Last Updated: Monday, 05 June 2023, 10:55 GMT

Internet Under Surveillance 2004 - Burundi

Publisher Reporters Without Borders
Publication Date 2004
Cite as Reporters Without Borders, Internet Under Surveillance 2004 - Burundi, 2004, available at: https://www.refworld.org/docid/46e69185c.html [accessed 6 June 2023]
DisclaimerThis is not a UNHCR publication. UNHCR is not responsible for, nor does it necessarily endorse, its content. Any views expressed are solely those of the author or publisher and do not necessarily reflect those of UNHCR, the United Nations or its Member States.
  • Population: 6,602,000
  • Internet users: 8,000 (2002)
  • Average charge for 20 hours of connection: 64 euros
  • DAI*: 0.10
  • Situation**: middling

Press freedom changes according to the state of peace talks between the government and rebel forces. When things are especially tense, such as after armed clashes, the media are targeted by the authorities. But the country has fewer than 10,000 Internet users, so controlling the Internet is not a priority.

A journalist imprisoned

Jean-Claude Kavumbagu, head of the Net Press news agency, was arrested by the secret police in Bujumbura on 5 July 2003 and accused of carrying material on the agency's website that insulted the government.

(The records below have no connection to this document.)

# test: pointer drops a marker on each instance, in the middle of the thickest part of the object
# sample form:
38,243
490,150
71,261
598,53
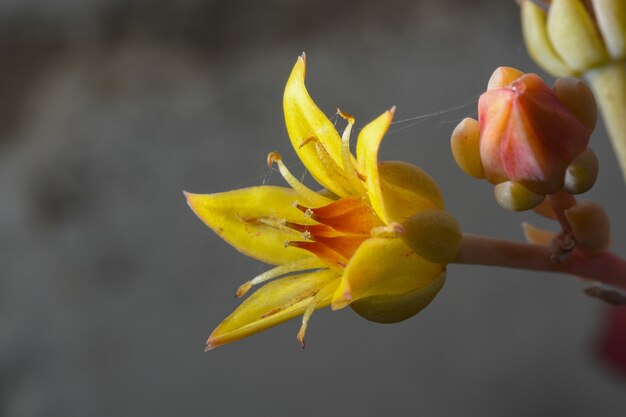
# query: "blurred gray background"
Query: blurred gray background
109,285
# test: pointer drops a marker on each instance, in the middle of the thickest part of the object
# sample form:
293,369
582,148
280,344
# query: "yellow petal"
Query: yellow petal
537,41
272,304
465,145
306,121
406,190
384,268
574,35
252,220
611,18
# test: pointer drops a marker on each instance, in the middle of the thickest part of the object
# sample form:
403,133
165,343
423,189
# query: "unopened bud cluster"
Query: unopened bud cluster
570,37
530,140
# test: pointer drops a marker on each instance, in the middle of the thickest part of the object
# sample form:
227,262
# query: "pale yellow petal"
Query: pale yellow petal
252,220
308,129
611,18
272,304
574,35
534,25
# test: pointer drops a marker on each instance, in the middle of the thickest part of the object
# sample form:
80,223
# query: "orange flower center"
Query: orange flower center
342,226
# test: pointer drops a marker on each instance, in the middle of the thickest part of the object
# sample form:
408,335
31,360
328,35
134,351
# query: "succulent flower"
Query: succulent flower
530,140
358,242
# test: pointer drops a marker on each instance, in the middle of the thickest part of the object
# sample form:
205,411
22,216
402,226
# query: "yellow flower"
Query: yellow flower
344,245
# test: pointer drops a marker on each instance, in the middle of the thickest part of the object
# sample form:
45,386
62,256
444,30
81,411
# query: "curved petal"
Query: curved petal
406,190
253,220
575,36
384,267
539,46
305,121
272,304
367,156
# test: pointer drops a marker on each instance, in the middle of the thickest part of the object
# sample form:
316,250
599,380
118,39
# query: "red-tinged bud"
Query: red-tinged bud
529,134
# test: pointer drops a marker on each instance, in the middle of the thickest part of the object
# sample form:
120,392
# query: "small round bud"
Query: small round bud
465,146
577,96
435,235
581,174
590,225
392,308
514,196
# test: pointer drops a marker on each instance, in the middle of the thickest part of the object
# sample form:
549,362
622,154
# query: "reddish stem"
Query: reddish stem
604,267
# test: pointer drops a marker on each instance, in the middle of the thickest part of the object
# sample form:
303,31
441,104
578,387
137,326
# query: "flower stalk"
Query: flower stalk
604,268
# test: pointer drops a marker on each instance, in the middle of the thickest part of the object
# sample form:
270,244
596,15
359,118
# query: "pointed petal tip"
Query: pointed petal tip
243,289
209,346
300,338
272,158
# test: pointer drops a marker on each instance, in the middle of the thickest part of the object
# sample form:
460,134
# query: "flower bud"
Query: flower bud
466,149
435,235
514,196
581,174
574,36
529,135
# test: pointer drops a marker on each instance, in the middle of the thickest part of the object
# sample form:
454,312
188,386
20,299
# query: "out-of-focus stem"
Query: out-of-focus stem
609,85
560,202
604,267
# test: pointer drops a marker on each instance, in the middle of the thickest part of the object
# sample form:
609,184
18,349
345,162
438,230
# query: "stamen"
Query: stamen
348,215
326,291
331,257
335,171
391,231
314,229
299,265
304,191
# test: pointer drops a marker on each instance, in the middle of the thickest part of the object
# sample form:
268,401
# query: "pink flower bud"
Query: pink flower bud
530,133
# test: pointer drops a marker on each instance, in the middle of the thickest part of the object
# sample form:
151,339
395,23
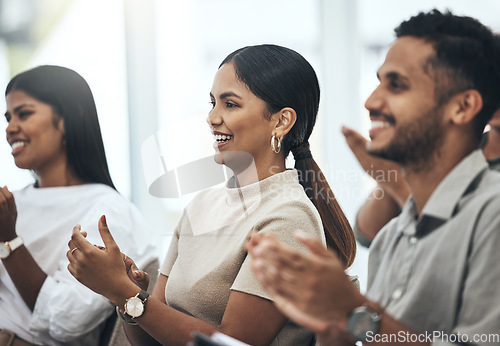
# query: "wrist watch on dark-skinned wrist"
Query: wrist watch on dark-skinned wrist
364,321
8,247
134,306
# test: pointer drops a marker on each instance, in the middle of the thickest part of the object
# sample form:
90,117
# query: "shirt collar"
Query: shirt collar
443,201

The minister of communications had summoned him the day before and asked him to remove a link on the site to Agora, a European-based Burundian group whose website described the president, Domitien Ndayizeye, and other regime officials as "coup-makers and perpetrators of genocide" whose hands were stained with "the blood of innocents." Kavumbagu was freed on 10 July.

Links

* The DAI (Digital Access Index) has been devised by the International Telecommunications Union to measure the access of a country's inhabitants to information and communication technology. It ranges from 0 (none at all) to 1 (complete access).

** Assessment of the situation in each country (good, middling, difficult, serious) is based on murders, imprisonment or harassment of cyber-dissidents or journalists, censorship of news sites, existence of independent news sites, existence of independent ISPs and deliberately high connection charges.